You are currently browsing the Sticky Bits blog archives for June, 2012.

The C build process

June 29th, 2012

Glennan Carnie

Technical Consultant at Feabhas Ltd
Glennan is an embedded systems and software engineer with over 20 years experience, mostly in high-integrity systems for the defence and aerospace industry.

He specialises in C++, UML, software modelling, Systems Engineering and process development.

Latest posts by Glennan Carnie (see all)

In this article we look at the C build process – that is, how we get from C source files to executable code, programmed on the target.  It wasn’t so long ago this was common knowledge (the halcyon days of the hand-crafted make file!) but modern IDEs are making this knowledge ever-more arcane.


The first stage of the build process is compilation.


The compiler is responsible for allocating memory for definitions (static and automatic) and generating opcodes from program statements. A relocatable object file (.o) is produced.  The assembler also produces .o files from assembly-language source.
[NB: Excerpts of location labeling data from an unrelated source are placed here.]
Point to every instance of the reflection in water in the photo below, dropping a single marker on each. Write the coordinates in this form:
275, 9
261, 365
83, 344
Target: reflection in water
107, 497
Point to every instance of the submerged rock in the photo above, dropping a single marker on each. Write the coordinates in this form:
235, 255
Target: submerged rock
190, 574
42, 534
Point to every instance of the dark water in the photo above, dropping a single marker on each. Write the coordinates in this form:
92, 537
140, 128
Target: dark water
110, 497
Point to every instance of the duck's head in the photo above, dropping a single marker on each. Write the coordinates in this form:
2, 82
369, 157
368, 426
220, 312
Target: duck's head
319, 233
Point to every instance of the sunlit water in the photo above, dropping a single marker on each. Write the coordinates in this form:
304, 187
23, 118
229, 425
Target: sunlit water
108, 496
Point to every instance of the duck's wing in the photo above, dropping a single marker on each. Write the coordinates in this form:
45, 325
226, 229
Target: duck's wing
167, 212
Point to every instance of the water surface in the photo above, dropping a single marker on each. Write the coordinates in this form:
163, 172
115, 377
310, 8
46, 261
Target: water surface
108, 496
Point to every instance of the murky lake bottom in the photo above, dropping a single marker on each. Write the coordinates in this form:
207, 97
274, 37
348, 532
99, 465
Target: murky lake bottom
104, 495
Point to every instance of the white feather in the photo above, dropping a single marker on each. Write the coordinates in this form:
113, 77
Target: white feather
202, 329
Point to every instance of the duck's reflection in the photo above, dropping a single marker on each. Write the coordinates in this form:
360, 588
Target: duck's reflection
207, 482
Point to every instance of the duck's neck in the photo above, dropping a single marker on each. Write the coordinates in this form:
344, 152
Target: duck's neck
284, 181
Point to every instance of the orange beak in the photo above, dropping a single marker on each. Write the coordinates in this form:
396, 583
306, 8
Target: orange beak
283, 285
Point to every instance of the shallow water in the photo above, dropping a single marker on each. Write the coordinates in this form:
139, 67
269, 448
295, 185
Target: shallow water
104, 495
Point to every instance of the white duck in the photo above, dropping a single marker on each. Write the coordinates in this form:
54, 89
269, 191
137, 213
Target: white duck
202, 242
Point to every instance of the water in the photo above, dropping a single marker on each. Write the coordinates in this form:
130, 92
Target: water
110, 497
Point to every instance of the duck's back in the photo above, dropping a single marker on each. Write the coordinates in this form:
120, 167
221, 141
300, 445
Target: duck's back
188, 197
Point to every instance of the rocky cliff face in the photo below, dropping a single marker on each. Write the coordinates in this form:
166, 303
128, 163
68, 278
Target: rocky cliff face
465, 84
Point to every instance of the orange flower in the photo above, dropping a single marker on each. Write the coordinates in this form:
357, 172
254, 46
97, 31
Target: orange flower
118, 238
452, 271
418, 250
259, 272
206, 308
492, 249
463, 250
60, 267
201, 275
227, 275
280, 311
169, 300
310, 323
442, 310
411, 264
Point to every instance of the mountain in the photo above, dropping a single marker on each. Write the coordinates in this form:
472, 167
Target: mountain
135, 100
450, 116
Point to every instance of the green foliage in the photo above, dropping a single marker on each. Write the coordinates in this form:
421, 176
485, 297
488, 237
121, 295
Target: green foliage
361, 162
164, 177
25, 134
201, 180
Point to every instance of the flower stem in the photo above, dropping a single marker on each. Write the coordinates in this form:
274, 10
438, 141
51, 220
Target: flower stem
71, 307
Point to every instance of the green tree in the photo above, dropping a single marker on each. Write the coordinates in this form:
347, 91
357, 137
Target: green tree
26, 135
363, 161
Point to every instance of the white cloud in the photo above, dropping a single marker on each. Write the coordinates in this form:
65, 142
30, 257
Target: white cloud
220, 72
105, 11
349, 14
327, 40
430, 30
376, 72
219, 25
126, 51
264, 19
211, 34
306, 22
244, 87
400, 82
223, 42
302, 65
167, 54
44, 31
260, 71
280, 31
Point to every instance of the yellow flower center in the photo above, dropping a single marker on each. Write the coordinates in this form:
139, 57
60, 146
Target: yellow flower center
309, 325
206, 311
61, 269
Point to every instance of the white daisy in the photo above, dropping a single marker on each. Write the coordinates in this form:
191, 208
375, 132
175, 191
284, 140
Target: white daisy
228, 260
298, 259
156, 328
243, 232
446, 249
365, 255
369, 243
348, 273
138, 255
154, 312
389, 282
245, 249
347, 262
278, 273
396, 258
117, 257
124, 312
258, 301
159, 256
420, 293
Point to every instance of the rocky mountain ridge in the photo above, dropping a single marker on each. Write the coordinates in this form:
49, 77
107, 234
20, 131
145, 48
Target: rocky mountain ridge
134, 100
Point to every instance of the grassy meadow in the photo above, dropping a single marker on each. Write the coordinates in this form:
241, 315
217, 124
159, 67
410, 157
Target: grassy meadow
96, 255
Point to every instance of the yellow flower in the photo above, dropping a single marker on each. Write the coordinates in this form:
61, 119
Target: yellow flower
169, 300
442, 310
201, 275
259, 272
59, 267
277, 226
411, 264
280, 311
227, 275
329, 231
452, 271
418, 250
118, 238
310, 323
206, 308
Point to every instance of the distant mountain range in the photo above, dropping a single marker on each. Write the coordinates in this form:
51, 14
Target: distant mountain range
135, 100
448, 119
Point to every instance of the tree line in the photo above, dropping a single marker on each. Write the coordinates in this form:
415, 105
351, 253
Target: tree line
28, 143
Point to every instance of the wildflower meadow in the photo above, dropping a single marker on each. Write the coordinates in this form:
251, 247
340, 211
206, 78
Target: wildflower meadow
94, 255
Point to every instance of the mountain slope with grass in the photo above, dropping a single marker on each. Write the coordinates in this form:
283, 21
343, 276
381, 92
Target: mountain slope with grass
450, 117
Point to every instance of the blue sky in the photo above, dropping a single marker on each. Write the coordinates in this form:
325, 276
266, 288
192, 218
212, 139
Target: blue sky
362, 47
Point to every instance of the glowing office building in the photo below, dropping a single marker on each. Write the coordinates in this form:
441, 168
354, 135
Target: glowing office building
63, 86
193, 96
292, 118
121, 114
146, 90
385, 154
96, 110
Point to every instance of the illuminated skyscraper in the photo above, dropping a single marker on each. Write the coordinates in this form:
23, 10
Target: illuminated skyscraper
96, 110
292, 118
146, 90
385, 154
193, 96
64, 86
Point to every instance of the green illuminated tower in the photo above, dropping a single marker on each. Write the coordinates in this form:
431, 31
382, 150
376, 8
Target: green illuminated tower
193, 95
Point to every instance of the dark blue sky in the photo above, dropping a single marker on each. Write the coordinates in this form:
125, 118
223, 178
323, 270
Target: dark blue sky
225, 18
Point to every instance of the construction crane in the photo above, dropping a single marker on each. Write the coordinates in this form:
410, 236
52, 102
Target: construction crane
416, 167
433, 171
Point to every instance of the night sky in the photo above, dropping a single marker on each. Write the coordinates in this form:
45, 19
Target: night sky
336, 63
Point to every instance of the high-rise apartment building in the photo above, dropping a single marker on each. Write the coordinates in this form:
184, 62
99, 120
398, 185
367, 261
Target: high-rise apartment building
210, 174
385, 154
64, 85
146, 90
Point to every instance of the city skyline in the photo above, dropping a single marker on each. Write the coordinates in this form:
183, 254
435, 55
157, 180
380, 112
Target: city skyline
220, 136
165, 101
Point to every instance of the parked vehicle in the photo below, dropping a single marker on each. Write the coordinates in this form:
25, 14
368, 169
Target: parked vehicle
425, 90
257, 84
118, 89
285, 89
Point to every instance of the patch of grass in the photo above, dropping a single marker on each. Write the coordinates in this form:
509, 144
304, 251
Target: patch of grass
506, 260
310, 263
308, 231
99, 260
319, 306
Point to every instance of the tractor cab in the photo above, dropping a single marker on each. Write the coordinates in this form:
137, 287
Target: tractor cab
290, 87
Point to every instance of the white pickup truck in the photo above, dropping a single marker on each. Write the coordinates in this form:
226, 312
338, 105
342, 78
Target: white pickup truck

The compiler works with one translation unit at a time.  A translation unit is a .c file that has passed through the pre-processor.

The compiler and assembler create relocatable object files (.o)

A Librarian facility may be used to take the object files and combine them into a library file.

Compilation stages

Compilation is a multi-stage process; each stage working with the output of the previous.  The Compiler itself is normally broken down into three parts:

  • The front end, responsible for parsing the source code
  • The middle end, responsible for optimisation
  • The back end, responsible for code generation

Front End Processing:


The pre-processor parses the source code file and evaluates pre-processor directives (starting with a #) – for example #define.  A typical function of the pre-processor is to#include function / type declarations from header files.  The input to the pre-processor is known as a pre-processed translation unit; the output from the pre-processor is a post-processed translation unit.

Whitespace removal

C ignores whitespace so the first stage of processing the translation unit is to strip out all whitespace.


A C program is made up of tokens.  A token may be

  • a keyword (for example ‘while’)
  • an operator (for example, ‘*’)
  • an identifier; a variable name
  • a literal (for example, 10 or “my string”)
  • a comment (which is discarded at this point)

Syntax analysis

Syntax analysis ensures that tokens are organised in the correct way, according to the rules of the language.  If not, the compiler will produce a syntax error at this point.  The output of syntax analysis is a data structure known as a parse tree.

Intermediate Representation

The output from the compiler front end is a functionally equivalent program expressed in some machine-independent form known as an Intermediate Representation (IR).  The IR program is generated from the parse tree.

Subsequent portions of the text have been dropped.